2G Robotics’ underwater inspection system, the ULS-500 PRO laser scanner with stills imaging camera and subsea light, was attached to a frame mounted to NOAA’s vessel, the Storm. DGPS was used for navigation data and an Applanix POS MV and iXBlue PHINS INS were used for positioning. To assist further with positioning, the ULS-500 PRO was integrated with the survey and navigation software, EIVA NaviSuite, provided and operated by OARS.
Underwater Laser Scan Connects as MBES
Kevin Tomanka, senior hydrographer and data processor at OARS, noted that the ULS-500 PRO interfaces just like any other multibeam echo sounder in EIVA NaviScan. The software also supports multi-head systems allowing to run a multibeam and a 2G laser simultaneously.

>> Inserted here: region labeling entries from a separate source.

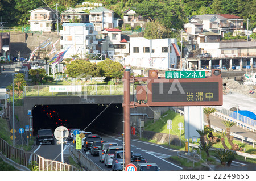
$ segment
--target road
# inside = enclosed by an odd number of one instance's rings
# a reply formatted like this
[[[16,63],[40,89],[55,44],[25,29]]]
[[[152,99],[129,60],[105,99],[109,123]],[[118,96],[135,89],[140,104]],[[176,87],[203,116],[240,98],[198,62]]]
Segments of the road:
[[[122,138],[112,136],[104,135],[101,136],[102,140],[108,142],[117,142],[119,146],[122,145]],[[64,146],[64,148],[70,144],[70,142]],[[75,144],[71,144],[75,147]],[[67,146],[66,146],[67,145]],[[61,161],[61,145],[43,144],[39,145],[39,149],[35,153],[46,159],[54,159]],[[182,167],[171,162],[168,160],[170,156],[177,155],[177,151],[167,148],[156,144],[148,143],[139,140],[131,140],[131,150],[134,153],[140,153],[147,160],[148,163],[156,163],[161,171],[179,171],[182,170]],[[85,152],[82,151],[83,153]],[[88,155],[89,158],[97,164],[104,170],[112,170],[107,168],[104,163],[99,161],[98,156]],[[65,157],[65,155],[64,155]]]

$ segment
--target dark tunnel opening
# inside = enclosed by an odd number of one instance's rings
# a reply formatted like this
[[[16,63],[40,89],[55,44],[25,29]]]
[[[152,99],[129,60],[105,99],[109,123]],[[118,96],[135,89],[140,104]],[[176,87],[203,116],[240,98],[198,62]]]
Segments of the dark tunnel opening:
[[[34,134],[41,129],[54,131],[61,125],[85,131],[122,133],[121,104],[36,105],[32,110],[32,115]]]

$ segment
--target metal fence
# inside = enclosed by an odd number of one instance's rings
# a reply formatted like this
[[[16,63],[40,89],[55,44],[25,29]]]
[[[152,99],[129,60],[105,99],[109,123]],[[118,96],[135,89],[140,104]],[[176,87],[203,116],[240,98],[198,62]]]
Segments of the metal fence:
[[[51,86],[55,90],[50,90]],[[135,90],[131,85],[131,94]],[[67,90],[67,91],[66,91]],[[79,90],[79,91],[77,91]],[[43,96],[115,95],[123,94],[122,85],[84,85],[70,86],[27,86],[24,87],[24,97]]]
[[[13,159],[18,164],[27,167],[31,163],[38,167],[39,171],[73,171],[76,168],[73,165],[46,159],[36,154],[27,152],[23,149],[11,146],[0,138],[0,151],[6,158]],[[31,162],[29,158],[31,155]]]
[[[217,112],[213,113],[215,116],[219,117],[224,120],[235,122],[238,126],[255,132],[256,120],[240,115],[237,112],[234,112],[222,108],[221,108],[219,107],[212,107],[214,108],[217,111]]]
[[[86,167],[89,170],[92,171],[102,171],[103,169],[95,163],[88,157],[76,149],[72,149],[72,153],[79,159],[81,165]]]

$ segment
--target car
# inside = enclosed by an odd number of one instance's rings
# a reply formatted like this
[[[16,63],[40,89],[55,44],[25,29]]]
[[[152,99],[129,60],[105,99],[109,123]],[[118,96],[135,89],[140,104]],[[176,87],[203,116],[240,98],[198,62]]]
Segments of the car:
[[[112,160],[112,170],[114,171],[123,170],[123,151],[117,151],[113,157]],[[132,157],[133,151],[131,151],[131,158]]]
[[[84,151],[87,151],[88,150],[90,150],[93,141],[100,140],[101,140],[101,138],[98,134],[89,135],[86,137],[84,142]]]
[[[101,148],[101,144],[102,143],[108,142],[107,141],[94,141],[92,145],[92,147],[90,148],[90,155],[98,155],[98,150]]]
[[[137,171],[159,171],[156,163],[142,163],[138,164]]]
[[[39,129],[36,136],[36,145],[39,145],[40,142],[49,142],[54,145],[54,136],[52,131],[49,129]]]
[[[201,54],[199,54],[197,55],[196,55],[195,56],[195,58],[197,59],[197,58],[210,58],[210,55],[208,53],[201,53]]]
[[[83,133],[84,134],[84,135],[85,135],[85,137],[83,137],[82,139],[82,147],[84,147],[84,141],[85,141],[85,138],[86,138],[86,137],[88,137],[89,135],[92,134],[92,132],[85,132],[85,131],[82,131],[81,132],[81,133]]]
[[[81,131],[80,129],[71,129],[70,132],[69,132],[69,134],[68,135],[68,141],[72,141],[73,139],[74,138],[74,131],[75,130],[78,130],[79,131],[79,132]]]
[[[14,69],[14,72],[15,73],[18,73],[19,72],[19,70],[20,70],[22,68],[22,66],[21,65],[17,65],[15,66],[15,68]]]
[[[104,164],[107,167],[112,165],[113,157],[117,151],[123,150],[122,146],[112,146],[109,147],[106,151],[106,155],[104,158]]]
[[[98,151],[100,162],[104,162],[106,151],[110,146],[118,146],[118,144],[116,142],[105,142],[101,144],[101,148],[100,148],[100,150]]]
[[[82,138],[82,146],[84,146],[84,140],[85,140],[85,138],[86,138],[87,136],[88,136],[88,135],[92,134],[92,132],[85,132],[84,131],[80,131],[79,132],[79,135],[81,133],[84,133],[84,134],[85,135],[85,137],[84,138]],[[76,135],[73,136],[73,140],[74,140],[74,142],[76,142]]]

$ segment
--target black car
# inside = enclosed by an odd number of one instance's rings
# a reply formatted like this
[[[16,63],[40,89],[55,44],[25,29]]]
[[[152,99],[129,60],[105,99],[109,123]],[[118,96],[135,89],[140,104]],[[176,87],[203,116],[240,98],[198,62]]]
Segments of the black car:
[[[101,138],[98,134],[91,134],[89,135],[85,138],[84,142],[84,150],[87,151],[88,150],[90,150],[92,145],[94,141],[100,141]]]
[[[54,145],[54,136],[51,129],[40,129],[36,136],[36,145],[39,145],[40,142],[49,142]]]
[[[92,145],[92,147],[90,148],[90,155],[93,156],[98,155],[98,151],[101,148],[101,144],[104,142],[108,142],[108,141],[102,140],[94,141]]]

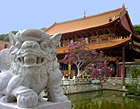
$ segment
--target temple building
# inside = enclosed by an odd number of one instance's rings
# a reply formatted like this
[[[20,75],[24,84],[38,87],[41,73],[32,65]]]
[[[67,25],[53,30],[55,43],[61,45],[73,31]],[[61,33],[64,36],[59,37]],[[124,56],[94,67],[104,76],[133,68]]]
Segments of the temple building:
[[[135,62],[140,58],[140,37],[136,35],[124,5],[98,15],[55,22],[45,32],[51,35],[62,33],[57,47],[58,61],[64,76],[69,75],[71,78],[77,73],[76,67],[63,62],[65,53],[68,53],[67,46],[71,42],[85,40],[91,49],[102,50],[105,55],[110,56],[108,65],[115,71],[113,76],[127,77],[127,67],[137,64]]]
[[[11,47],[10,42],[0,40],[0,50],[10,47]]]
[[[112,76],[121,77],[124,74],[127,77],[127,67],[137,64],[135,62],[140,58],[140,37],[136,35],[124,5],[89,17],[55,22],[45,32],[51,35],[62,33],[57,56],[62,73],[71,78],[77,73],[76,66],[63,62],[65,53],[68,53],[67,46],[71,42],[85,40],[91,49],[102,50],[104,55],[110,56],[111,61],[107,64],[115,71]]]

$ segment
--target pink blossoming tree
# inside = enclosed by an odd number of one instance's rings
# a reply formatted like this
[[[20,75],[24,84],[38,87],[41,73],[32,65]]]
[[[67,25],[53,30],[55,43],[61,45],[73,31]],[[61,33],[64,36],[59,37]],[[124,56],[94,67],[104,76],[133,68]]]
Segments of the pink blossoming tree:
[[[77,77],[88,73],[90,77],[102,81],[112,73],[111,68],[105,64],[109,57],[104,56],[102,51],[97,52],[95,49],[88,48],[88,45],[84,40],[79,43],[73,42],[68,46],[69,54],[66,54],[63,60],[76,65]],[[80,72],[80,68],[84,68],[84,71]]]

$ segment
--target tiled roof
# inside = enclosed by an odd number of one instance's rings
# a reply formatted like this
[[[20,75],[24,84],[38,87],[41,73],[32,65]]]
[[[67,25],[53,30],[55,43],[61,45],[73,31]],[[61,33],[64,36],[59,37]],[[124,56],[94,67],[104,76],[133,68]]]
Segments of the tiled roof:
[[[124,6],[122,8],[113,11],[108,11],[90,17],[85,17],[85,18],[71,20],[62,23],[54,23],[51,27],[46,29],[45,32],[54,35],[56,33],[69,33],[69,32],[88,29],[92,27],[102,26],[110,23],[109,21],[110,18],[116,19],[118,16],[120,16],[120,13],[123,9],[125,9]]]

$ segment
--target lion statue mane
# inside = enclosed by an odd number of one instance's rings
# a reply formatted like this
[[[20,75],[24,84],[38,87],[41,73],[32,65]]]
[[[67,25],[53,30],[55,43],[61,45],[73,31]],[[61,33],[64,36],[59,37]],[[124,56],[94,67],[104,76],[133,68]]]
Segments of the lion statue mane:
[[[0,67],[4,69],[0,73],[0,101],[17,101],[21,108],[34,107],[44,89],[48,101],[68,101],[60,87],[62,73],[56,57],[61,34],[50,36],[42,30],[26,29],[16,35],[9,33],[9,39],[9,67]]]

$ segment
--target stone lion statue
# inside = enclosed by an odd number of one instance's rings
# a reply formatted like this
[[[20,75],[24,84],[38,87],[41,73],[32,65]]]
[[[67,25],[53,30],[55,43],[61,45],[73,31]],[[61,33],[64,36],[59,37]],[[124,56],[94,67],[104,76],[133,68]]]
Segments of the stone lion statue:
[[[56,58],[61,34],[51,37],[42,30],[26,29],[16,35],[9,33],[9,39],[12,46],[7,50],[10,61],[6,62],[10,64],[8,68],[0,67],[0,101],[33,107],[44,89],[49,101],[68,101],[61,91],[62,73]]]

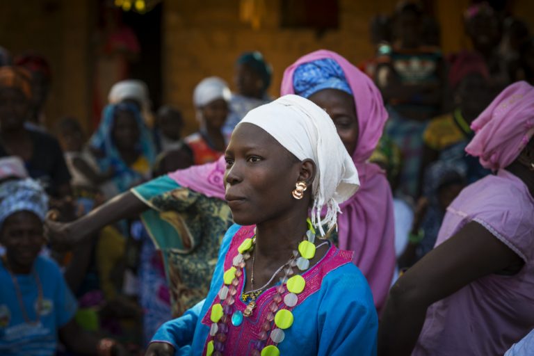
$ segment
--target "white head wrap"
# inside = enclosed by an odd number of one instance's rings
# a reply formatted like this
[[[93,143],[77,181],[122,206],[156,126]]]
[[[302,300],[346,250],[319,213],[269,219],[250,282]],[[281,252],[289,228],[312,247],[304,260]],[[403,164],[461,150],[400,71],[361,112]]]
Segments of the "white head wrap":
[[[230,88],[225,81],[218,76],[209,76],[197,84],[193,94],[193,103],[197,108],[202,108],[218,99],[229,102],[231,96]]]
[[[0,180],[6,178],[27,178],[24,162],[16,156],[0,159]]]
[[[0,184],[0,227],[9,216],[22,211],[31,211],[44,221],[47,209],[48,197],[33,179],[15,179]]]
[[[127,99],[133,99],[141,104],[143,120],[149,127],[152,127],[153,118],[147,84],[138,79],[127,79],[113,84],[108,95],[109,104],[118,104]]]
[[[150,107],[148,88],[144,81],[127,79],[113,84],[108,95],[109,104],[118,104],[125,99],[133,99],[139,102],[143,106],[143,111],[148,110]]]
[[[251,110],[238,124],[243,122],[259,126],[298,159],[315,163],[312,222],[324,235],[322,225],[334,226],[339,204],[359,187],[356,167],[330,117],[307,99],[289,95]]]

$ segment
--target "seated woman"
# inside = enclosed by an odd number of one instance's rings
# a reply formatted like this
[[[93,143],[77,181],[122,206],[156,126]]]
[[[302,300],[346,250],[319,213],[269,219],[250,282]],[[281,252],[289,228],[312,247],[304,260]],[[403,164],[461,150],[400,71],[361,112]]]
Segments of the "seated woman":
[[[393,200],[385,171],[369,163],[382,136],[387,112],[378,89],[343,57],[320,50],[296,60],[284,72],[280,94],[309,99],[328,113],[353,158],[362,181],[356,194],[339,206],[339,248],[356,252],[380,312],[395,267]]]
[[[226,200],[245,226],[227,232],[207,298],[147,354],[373,354],[377,316],[354,252],[322,241],[359,185],[330,117],[286,95],[249,112],[225,156]]]
[[[230,114],[222,127],[227,140],[249,111],[271,100],[267,90],[270,86],[273,68],[260,52],[241,54],[234,68],[234,84],[237,91],[232,94]]]
[[[503,355],[534,325],[534,87],[505,89],[466,152],[496,171],[449,205],[436,247],[391,289],[379,355]]]
[[[58,337],[76,355],[124,355],[74,321],[76,302],[59,267],[39,254],[47,198],[31,179],[0,185],[0,354],[55,355]]]
[[[106,198],[150,178],[156,150],[136,105],[122,102],[106,106],[90,145],[97,154],[101,171],[114,172],[113,184],[103,189]]]
[[[200,129],[184,139],[193,151],[195,164],[213,162],[222,156],[226,142],[222,130],[231,95],[225,81],[217,76],[206,78],[195,88],[193,102]]]
[[[57,140],[24,126],[32,110],[31,79],[18,67],[0,67],[0,157],[17,156],[30,177],[47,193],[61,198],[71,193],[70,175]]]

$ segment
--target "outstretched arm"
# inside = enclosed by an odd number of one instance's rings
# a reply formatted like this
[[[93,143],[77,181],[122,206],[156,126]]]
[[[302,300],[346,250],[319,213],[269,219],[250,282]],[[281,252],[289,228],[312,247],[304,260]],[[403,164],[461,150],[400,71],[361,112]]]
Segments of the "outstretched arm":
[[[378,355],[409,355],[427,308],[485,275],[522,260],[476,222],[423,257],[391,289],[378,330]]]
[[[136,216],[148,207],[133,193],[123,193],[88,214],[72,222],[60,223],[47,219],[46,235],[53,243],[74,244],[95,234],[106,225]]]

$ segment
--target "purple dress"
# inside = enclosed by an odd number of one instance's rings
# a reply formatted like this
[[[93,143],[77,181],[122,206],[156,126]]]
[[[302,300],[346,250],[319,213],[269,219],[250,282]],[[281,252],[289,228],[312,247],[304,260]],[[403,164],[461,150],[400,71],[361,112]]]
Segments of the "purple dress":
[[[471,184],[447,209],[436,245],[476,221],[525,262],[489,275],[432,305],[412,355],[503,355],[534,325],[534,199],[501,170]]]

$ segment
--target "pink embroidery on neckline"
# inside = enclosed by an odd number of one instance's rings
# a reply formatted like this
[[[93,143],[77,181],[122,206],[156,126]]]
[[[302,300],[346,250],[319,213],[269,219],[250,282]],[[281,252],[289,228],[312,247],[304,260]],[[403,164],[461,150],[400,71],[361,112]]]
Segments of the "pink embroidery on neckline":
[[[254,234],[254,226],[242,227],[234,236],[230,243],[230,246],[228,248],[228,252],[225,257],[224,270],[232,267],[232,259],[238,253],[238,247],[239,247],[245,238],[250,238]],[[306,288],[305,288],[302,293],[298,294],[298,302],[296,305],[290,308],[282,303],[283,307],[281,309],[292,310],[298,307],[308,297],[321,289],[323,279],[329,273],[344,264],[352,263],[353,255],[354,252],[352,251],[338,250],[337,248],[332,245],[318,263],[301,275],[306,281]],[[234,310],[239,310],[241,312],[243,312],[246,307],[246,304],[241,298],[243,287],[244,275],[245,274],[243,273],[238,279],[239,284],[236,287],[238,290],[238,294],[235,296],[235,302],[233,306]],[[220,284],[222,286],[222,282]],[[227,334],[227,340],[225,342],[225,351],[228,350],[232,350],[232,354],[234,355],[248,355],[252,351],[252,343],[254,341],[259,339],[259,334],[261,331],[261,325],[266,321],[266,316],[269,312],[266,309],[268,308],[269,305],[272,302],[272,297],[275,293],[276,289],[274,286],[269,288],[262,293],[256,300],[257,305],[253,314],[251,316],[245,318],[241,326],[235,327],[231,323],[227,324],[229,331]],[[287,291],[282,293],[282,298],[286,294],[287,294]],[[218,293],[206,315],[202,318],[202,324],[207,327],[211,326],[212,323],[210,319],[211,307],[215,304],[220,302],[221,300]],[[243,326],[245,324],[247,327],[243,328]],[[208,338],[204,343],[202,355],[206,355],[207,344],[211,340],[213,340],[213,337],[208,335]],[[273,343],[270,338],[268,337],[266,346],[272,345]]]

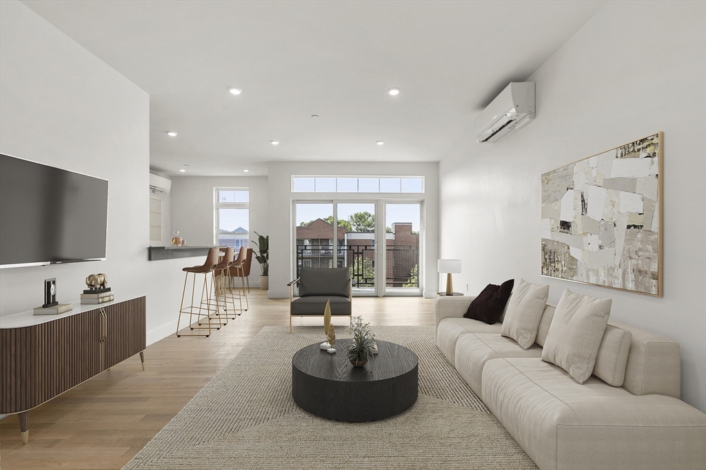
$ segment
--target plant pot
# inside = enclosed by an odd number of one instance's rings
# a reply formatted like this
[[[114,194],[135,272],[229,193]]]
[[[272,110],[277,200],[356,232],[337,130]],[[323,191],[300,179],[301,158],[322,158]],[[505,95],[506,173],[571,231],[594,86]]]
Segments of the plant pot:
[[[368,361],[367,360],[363,361],[361,359],[349,359],[348,360],[351,361],[351,364],[353,364],[354,367],[362,367],[365,364],[368,364]]]

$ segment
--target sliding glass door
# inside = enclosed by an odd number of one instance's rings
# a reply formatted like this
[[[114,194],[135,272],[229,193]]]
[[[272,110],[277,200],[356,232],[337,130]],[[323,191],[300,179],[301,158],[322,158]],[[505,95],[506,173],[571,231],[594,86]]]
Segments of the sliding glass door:
[[[421,293],[421,204],[385,203],[385,295]]]
[[[296,277],[302,267],[345,267],[357,295],[421,294],[421,202],[296,201],[293,209]]]
[[[339,258],[351,272],[353,292],[377,294],[376,283],[376,218],[374,202],[337,202],[338,225],[345,236],[338,247]]]

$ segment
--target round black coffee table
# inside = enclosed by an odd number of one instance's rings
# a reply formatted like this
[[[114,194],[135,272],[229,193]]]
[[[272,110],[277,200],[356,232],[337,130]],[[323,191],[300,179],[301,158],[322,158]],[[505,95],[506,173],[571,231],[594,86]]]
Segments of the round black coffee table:
[[[336,341],[335,354],[316,343],[292,358],[292,396],[302,409],[322,418],[370,421],[402,413],[417,401],[417,354],[400,345],[378,342],[379,353],[364,367],[348,361],[350,340]]]

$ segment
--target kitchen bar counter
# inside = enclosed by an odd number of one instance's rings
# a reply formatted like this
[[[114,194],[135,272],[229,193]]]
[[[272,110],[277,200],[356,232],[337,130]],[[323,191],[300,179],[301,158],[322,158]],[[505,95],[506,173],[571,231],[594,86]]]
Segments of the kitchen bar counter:
[[[205,247],[150,247],[148,249],[148,259],[150,261],[160,259],[174,259],[176,258],[191,258],[205,256],[210,248],[217,248],[215,245]]]

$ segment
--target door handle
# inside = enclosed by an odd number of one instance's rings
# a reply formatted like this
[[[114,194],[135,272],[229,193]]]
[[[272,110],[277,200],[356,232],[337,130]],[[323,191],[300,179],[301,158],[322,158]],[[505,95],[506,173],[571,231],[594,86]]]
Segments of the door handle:
[[[100,316],[102,317],[101,321],[101,328],[100,328],[100,342],[103,342],[105,341],[105,338],[108,336],[108,314],[105,313],[105,310],[100,309]]]

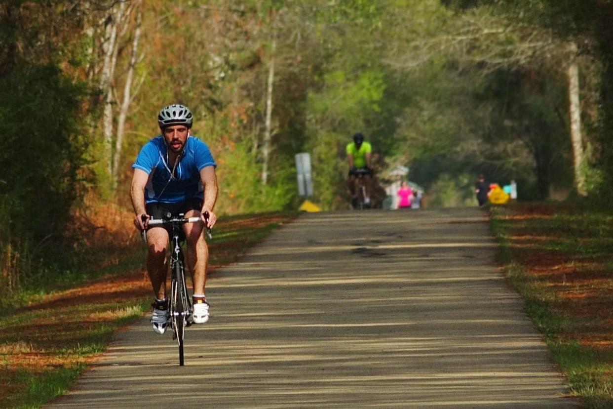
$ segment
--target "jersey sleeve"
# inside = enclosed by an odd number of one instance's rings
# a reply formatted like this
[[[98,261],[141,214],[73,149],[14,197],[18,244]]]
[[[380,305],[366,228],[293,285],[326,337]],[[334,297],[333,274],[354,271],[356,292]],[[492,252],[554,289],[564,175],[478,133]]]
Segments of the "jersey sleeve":
[[[158,150],[153,141],[145,144],[132,166],[135,169],[144,170],[148,175],[158,162]]]
[[[194,156],[196,167],[198,168],[198,172],[200,172],[207,166],[217,167],[217,164],[215,163],[215,160],[213,159],[213,155],[211,154],[211,151],[208,148],[208,147],[207,146],[207,144],[197,138],[196,140],[197,142],[195,144]]]

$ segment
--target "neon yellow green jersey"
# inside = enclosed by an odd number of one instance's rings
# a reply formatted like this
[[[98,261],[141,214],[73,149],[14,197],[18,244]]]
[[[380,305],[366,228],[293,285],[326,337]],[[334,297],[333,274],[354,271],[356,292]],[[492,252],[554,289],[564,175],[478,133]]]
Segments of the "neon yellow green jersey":
[[[355,142],[351,142],[347,145],[347,155],[353,155],[353,166],[356,167],[364,167],[366,166],[366,154],[370,153],[373,150],[373,147],[368,142],[362,142],[360,148],[356,146]]]

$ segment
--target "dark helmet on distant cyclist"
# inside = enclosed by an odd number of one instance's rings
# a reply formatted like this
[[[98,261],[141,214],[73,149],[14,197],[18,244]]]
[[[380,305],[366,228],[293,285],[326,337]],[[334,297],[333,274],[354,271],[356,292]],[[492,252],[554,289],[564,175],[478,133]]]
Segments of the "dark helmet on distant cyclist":
[[[185,105],[179,104],[164,107],[158,115],[158,123],[161,129],[169,125],[185,125],[191,128],[193,121],[191,111]]]

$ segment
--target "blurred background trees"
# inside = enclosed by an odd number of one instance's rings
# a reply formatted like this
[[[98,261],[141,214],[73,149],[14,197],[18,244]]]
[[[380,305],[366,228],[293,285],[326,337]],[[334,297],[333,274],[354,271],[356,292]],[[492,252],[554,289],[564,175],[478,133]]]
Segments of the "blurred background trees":
[[[218,161],[221,213],[295,208],[302,151],[313,200],[346,208],[358,131],[379,177],[409,167],[430,205],[474,205],[478,173],[522,200],[610,204],[613,7],[575,2],[4,2],[6,283],[74,264],[80,209],[129,208],[131,166],[172,103]]]

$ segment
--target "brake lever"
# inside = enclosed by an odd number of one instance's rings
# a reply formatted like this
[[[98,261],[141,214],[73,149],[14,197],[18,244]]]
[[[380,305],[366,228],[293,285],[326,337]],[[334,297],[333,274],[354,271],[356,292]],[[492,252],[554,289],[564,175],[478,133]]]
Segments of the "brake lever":
[[[204,212],[204,221],[205,224],[204,227],[207,231],[207,237],[208,237],[209,240],[213,240],[213,234],[211,233],[211,229],[208,227],[208,218],[209,214],[208,212]]]

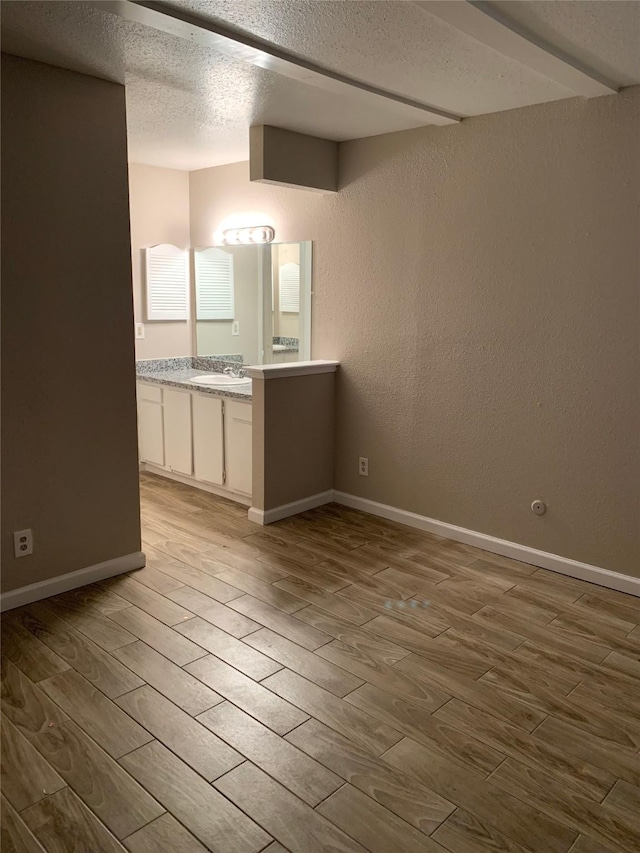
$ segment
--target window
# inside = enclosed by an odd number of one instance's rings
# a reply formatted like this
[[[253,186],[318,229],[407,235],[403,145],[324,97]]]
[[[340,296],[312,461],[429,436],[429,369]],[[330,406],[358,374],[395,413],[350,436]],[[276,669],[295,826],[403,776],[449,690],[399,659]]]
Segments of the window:
[[[280,311],[300,313],[300,264],[283,264],[279,272]]]
[[[144,252],[147,320],[188,320],[189,253],[169,243]]]
[[[196,249],[196,318],[233,320],[233,255],[224,249]]]

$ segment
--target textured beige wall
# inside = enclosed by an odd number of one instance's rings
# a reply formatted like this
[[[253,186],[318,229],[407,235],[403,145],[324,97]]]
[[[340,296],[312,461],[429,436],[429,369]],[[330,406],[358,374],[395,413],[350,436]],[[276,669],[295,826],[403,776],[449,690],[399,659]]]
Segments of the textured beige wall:
[[[191,323],[147,320],[144,309],[144,253],[147,246],[172,243],[188,249],[189,173],[158,166],[129,165],[131,200],[131,258],[136,323],[145,324],[144,340],[137,340],[136,358],[173,358],[191,355]]]
[[[191,174],[192,236],[314,241],[335,487],[640,575],[640,87],[343,143],[341,186]]]
[[[253,506],[333,488],[335,373],[253,380]]]
[[[124,88],[3,55],[2,204],[8,591],[140,550]]]

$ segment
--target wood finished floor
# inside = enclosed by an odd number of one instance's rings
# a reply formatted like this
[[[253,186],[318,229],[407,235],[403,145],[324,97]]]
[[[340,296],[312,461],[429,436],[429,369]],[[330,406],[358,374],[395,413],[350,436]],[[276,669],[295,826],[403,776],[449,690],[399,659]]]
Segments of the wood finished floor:
[[[3,853],[640,849],[638,599],[141,493],[146,568],[3,619]]]

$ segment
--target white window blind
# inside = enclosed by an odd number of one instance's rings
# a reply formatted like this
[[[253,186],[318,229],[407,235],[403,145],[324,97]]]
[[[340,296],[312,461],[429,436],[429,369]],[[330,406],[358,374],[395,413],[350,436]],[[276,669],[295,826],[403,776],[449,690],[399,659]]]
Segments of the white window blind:
[[[280,311],[300,313],[300,264],[283,264],[279,273]]]
[[[224,249],[196,249],[196,318],[233,320],[233,255]]]
[[[147,320],[189,318],[189,253],[161,243],[145,249]]]

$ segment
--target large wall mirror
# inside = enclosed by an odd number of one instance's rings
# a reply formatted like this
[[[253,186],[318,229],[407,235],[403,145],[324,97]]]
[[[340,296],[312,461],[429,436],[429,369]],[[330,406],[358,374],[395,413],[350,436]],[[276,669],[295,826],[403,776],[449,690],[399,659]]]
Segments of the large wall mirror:
[[[196,354],[311,358],[311,242],[194,250]]]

As the Storm traversed the waters above the wrecks, the ULS-500 PRO dynamically captured data. The three high-profile wrecks the team documented were the Monohansett, Ogarita, and Haltiner Barge. The ULS-500 PRO generated detailed, to-scale, dimensional records of these sites, helping to accurately document America’s maritime history and heritage.
High-density Data Capture
In particular, detailed dimensional data of the Ogarita had never previously been captured due to resolution limitations of traditional sonar and acoustic technologies. The high density data capturing capabilities of the ULS-500 PRO, however, enabled fine-scale dimensional features of the Ogarita to finally be resolved.
While the ULS-500 PRO captured laser data, 2G Robotics’ SeaShot Imager and SeaShot LED captured and seamlessly interlaced still images between laser profiles. The SeaShot Imager is a scientific stills camera that captures images at ultra HD resolution. With the SeaShot Imager there is no image compression or pixel binning, eliminating reduction in resolution or loss of megapixels. Using the stills captured by the SeaShot Imager, mosaics of the wrecks were able to be assembled.